Dynorphins, the endogenous opioid peptides derived from prodynorphin may participate not only in the inhibition, but also in facilitation of spinal nociceptive transmission. However, the mechanism of pronociceptive dynorphin actions, and the comparative potential of prodynorphin processing products to induce these actions were not fully elucidated. In our studies, we examined pronociceptive effects of prodynorphin fragments dynorphins A and B and big dynorphin consisting of dynorphins A and B, and focused on the mechanisms underlying these effects. Our principal finding was that big dynorphin was the most potent pronociceptive dynorphin; when administered intrathecally into mice at extremely low doses (1-10fmol), big dynorphin produced nociceptive behavior through the activation of the NMDA receptor ion-channel complex by acting on the polyamine recognition site.

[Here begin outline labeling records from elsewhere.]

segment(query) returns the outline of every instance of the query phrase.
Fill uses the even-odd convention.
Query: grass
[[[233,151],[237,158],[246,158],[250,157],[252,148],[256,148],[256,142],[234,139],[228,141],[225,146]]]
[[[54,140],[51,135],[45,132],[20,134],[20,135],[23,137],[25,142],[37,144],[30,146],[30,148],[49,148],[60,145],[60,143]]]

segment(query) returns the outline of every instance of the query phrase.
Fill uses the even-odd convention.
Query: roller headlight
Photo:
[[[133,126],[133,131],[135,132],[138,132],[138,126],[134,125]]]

We next examined whether the endogenous dynorphins participate in the spinal nociceptive transmission using N-ethylmaleimide (NEM) that blocks dynorphin degradation by inhibiting cysteine proteases. Similar to big dynorphin and dynorphin A, NEM produced nociceptive behavior mediated through inhibition of the degradation of endogenous dynorphins, presumably big dynorphin that in turn activates the NMDA receptor ion-channel complex by acting on the polyamine recognition site. Our findings support the notion that endogenous dynorphins are critical neurochemical mediators of spinal nociceptive transmission in uninjured animals. This chapter will review above-described phenomena and their mechanism.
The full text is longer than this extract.